The company, founded in 2005, has built a system that it calls ZBX to solve this problem. Initially, it is targeting the world's top 150 ISPs as customers, but the software should scale down to serve ISPs with as few as 5,000 customers. On the other hand, it is also very efficient for large ISPs. "An ISP with 1 million users would require about 10 to 15 boxes total," says Gilbert. The software can deploy on an Intel x86 or Sun Sparc platform and on a variety of operating systems.

The ZBX system consists of the following components:

A Reputation Knowledge Server that tracks security event data in the network. "For example," says Gilbert, "if a subscriber is sending abnormal volumes of spam, sending spam mails, or sending traffic indicative of a DDoS attack, that subscriber should go into remediation."

A DNS Traffic Switch that prevents queries to bad services and dynamically switches subscribers in and out of remediation. "Any application's first action is a DNS query," notes Gilbert.

A Walled Garden Server connects to a Support Portal to help infected customers solve the problem without a phone call (see screen shot below, click on it to view the full screen shot).

The system relies on third party services and network-usage information to provide security data, and on Sana Security's Primary Response SafeConnect to fix the problems the system finds.

ISPs can modify welcome screens.
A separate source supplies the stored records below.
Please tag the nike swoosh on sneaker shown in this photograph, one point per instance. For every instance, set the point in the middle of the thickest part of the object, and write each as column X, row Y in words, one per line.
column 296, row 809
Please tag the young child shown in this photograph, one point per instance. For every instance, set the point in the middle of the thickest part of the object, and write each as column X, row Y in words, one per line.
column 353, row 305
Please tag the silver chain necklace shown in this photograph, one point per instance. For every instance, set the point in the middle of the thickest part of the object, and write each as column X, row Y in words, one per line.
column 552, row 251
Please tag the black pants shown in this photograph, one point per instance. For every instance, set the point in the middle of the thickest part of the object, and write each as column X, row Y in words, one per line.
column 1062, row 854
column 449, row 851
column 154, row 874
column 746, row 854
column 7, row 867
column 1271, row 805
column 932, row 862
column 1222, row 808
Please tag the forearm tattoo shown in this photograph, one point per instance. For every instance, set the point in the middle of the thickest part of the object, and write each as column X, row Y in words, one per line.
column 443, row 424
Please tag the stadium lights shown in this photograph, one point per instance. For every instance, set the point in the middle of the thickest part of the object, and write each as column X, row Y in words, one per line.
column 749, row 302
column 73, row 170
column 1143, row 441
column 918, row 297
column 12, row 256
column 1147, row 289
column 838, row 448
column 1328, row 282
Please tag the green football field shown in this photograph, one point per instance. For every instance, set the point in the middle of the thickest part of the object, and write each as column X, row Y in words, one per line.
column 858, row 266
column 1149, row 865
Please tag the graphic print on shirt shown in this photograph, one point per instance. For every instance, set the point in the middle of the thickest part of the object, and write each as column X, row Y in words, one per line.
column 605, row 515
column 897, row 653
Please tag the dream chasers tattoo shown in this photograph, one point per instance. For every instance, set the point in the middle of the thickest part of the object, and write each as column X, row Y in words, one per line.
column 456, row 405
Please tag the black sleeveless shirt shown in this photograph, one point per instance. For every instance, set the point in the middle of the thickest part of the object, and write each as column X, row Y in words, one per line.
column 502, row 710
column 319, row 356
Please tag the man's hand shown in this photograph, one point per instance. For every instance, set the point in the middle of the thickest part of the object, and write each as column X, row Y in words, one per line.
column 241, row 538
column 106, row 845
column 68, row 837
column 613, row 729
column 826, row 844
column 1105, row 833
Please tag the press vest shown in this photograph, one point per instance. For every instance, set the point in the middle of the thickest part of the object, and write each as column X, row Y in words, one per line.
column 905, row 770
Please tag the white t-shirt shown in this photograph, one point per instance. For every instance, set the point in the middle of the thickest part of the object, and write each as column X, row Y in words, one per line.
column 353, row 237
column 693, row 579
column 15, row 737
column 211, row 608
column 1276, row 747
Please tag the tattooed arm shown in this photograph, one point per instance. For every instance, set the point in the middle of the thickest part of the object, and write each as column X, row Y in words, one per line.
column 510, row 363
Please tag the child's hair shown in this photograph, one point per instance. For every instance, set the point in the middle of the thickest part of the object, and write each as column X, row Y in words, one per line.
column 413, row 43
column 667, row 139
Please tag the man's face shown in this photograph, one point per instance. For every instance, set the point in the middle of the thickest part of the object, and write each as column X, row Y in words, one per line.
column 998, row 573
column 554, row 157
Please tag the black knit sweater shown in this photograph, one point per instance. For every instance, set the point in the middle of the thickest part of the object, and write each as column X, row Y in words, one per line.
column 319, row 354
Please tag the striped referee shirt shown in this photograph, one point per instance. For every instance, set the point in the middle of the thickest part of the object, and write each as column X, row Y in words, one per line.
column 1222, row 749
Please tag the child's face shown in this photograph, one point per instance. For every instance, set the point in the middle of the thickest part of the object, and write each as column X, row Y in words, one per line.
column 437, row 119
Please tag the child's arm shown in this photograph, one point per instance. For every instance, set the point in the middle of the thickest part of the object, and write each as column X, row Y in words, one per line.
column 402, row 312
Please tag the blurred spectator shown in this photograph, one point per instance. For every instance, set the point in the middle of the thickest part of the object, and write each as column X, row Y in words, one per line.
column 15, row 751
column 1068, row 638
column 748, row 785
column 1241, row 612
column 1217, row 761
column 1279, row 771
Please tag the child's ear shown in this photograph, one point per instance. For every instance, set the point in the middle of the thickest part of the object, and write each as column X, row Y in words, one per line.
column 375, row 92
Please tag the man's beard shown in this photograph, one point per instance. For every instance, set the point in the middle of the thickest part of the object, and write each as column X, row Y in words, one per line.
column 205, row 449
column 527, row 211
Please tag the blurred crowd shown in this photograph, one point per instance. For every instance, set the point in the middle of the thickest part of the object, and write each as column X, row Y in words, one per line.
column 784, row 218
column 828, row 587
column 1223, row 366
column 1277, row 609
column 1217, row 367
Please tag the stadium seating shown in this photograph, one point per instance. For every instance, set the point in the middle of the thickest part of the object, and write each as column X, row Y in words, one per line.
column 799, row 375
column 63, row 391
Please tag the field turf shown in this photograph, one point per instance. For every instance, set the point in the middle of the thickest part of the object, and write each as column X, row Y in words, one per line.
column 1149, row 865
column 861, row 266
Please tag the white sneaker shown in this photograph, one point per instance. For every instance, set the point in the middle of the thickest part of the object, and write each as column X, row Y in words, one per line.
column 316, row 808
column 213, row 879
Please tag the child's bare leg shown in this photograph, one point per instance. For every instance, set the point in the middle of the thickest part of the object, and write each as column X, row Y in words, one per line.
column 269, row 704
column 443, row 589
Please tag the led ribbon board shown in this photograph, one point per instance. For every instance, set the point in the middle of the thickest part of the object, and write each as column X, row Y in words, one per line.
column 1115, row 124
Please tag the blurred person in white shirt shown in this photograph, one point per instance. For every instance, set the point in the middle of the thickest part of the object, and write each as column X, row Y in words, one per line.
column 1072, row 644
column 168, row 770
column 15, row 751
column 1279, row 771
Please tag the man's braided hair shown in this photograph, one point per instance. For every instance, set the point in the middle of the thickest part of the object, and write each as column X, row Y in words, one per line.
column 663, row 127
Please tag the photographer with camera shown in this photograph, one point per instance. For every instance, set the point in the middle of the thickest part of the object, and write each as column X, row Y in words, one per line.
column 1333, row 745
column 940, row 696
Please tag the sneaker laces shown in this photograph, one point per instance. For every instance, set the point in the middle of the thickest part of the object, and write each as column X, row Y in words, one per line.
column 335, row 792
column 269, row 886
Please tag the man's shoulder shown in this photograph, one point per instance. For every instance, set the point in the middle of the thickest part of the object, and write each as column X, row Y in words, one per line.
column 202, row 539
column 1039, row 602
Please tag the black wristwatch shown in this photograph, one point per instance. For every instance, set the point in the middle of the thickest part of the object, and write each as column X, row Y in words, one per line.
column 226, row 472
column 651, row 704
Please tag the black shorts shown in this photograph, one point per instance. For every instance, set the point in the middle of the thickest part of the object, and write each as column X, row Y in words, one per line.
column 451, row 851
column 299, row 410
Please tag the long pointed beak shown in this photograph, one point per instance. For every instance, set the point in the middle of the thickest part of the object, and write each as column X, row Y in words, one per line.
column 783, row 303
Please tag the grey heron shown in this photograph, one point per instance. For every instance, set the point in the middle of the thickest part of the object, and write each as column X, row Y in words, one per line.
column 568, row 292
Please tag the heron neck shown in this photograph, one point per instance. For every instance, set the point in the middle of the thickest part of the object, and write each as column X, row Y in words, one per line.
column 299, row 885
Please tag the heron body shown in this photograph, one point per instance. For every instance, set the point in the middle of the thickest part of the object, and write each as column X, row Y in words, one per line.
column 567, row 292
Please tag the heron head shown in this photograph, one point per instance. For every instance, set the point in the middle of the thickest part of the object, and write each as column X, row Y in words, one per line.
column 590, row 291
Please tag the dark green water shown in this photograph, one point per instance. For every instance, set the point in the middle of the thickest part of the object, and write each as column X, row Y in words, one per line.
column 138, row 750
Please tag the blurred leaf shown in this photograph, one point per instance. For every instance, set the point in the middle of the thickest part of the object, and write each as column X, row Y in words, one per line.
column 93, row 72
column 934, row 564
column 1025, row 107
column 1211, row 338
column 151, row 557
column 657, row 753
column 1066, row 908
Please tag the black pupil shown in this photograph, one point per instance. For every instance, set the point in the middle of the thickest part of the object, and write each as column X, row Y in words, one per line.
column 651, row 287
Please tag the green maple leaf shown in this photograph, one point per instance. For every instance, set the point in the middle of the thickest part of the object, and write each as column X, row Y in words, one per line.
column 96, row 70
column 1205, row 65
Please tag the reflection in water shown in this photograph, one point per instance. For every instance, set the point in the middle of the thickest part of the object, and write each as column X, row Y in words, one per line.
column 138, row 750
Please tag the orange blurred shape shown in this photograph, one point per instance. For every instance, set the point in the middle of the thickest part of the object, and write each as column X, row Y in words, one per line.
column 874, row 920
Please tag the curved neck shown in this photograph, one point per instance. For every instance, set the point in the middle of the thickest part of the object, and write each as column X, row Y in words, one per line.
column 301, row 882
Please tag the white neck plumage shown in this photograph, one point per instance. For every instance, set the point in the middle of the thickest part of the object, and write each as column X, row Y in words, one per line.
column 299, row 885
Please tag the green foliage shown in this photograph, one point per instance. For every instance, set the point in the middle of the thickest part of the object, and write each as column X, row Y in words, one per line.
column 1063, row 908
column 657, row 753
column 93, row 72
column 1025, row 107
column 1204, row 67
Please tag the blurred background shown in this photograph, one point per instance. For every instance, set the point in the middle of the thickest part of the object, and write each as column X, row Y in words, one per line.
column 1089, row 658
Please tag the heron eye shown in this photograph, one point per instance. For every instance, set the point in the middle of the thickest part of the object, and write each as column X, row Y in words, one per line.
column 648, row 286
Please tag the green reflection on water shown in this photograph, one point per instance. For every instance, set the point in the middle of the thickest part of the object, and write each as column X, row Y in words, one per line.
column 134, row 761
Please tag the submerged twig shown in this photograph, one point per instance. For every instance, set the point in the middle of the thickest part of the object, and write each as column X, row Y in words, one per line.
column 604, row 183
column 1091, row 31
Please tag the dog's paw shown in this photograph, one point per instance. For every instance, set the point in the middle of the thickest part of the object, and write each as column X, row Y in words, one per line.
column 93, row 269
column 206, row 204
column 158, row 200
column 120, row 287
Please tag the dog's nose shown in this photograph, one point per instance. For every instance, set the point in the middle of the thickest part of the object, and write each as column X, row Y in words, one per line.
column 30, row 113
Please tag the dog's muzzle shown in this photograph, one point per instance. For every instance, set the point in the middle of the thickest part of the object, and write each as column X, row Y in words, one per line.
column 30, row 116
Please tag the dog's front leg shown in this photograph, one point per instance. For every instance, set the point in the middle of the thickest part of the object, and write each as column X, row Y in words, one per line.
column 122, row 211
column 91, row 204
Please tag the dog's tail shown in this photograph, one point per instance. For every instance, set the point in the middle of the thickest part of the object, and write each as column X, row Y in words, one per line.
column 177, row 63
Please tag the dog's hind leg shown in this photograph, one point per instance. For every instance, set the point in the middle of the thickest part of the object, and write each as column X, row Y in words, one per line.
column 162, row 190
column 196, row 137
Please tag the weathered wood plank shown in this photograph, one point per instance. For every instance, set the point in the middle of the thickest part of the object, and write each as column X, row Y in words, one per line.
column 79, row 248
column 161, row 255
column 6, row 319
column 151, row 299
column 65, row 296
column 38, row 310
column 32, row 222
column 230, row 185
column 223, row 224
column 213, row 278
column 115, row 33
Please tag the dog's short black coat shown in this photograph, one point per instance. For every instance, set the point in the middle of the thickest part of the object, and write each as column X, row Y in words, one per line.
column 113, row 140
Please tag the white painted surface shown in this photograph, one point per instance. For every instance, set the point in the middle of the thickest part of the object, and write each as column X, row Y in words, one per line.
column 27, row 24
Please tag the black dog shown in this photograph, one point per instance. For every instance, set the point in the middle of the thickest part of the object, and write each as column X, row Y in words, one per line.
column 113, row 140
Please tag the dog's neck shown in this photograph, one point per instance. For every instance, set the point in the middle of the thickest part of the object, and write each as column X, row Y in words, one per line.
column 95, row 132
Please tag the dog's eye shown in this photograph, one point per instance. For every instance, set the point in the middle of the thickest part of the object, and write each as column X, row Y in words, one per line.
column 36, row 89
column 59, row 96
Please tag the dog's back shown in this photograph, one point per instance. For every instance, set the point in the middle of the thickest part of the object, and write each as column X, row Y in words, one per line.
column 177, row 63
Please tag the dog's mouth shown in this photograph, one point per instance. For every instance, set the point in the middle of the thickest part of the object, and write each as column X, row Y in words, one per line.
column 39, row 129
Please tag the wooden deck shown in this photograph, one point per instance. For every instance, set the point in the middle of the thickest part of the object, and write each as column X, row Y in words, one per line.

For example, Gilbert says, an ISP could place a "fix this later" button on the remediation page to allow an infected customer to do something important and time sensitive, such as print out a boarding pass. But once the customer has used this button once, the system would log the event and force the customer to fix the problem the next time they logged on.

Today's announcement
Other applications can also run on this platform. Today, Simplicita is announcing a partnership with Yahoo! to combat typo squatters and phishing by redirecting users to an ISP branded landing page when they type the most common misspellings into their browser. The flexibility of this system gives it great potential for the future.

Simplicita calls this service NXD, for Name Error Redirect.

Pricing and availability
Simplicita ZBX pricing is calculated per subscriber, with options based on either remediated subscribers only or all subscribers on an ISP's network. Subscribers placed in the walled garden receive a 15 day trial of Sana Security Primary Response SafeConnect. They can upgrade their free trials to 1 year licenses for $29.95.

ISPs choose and provide the hardware.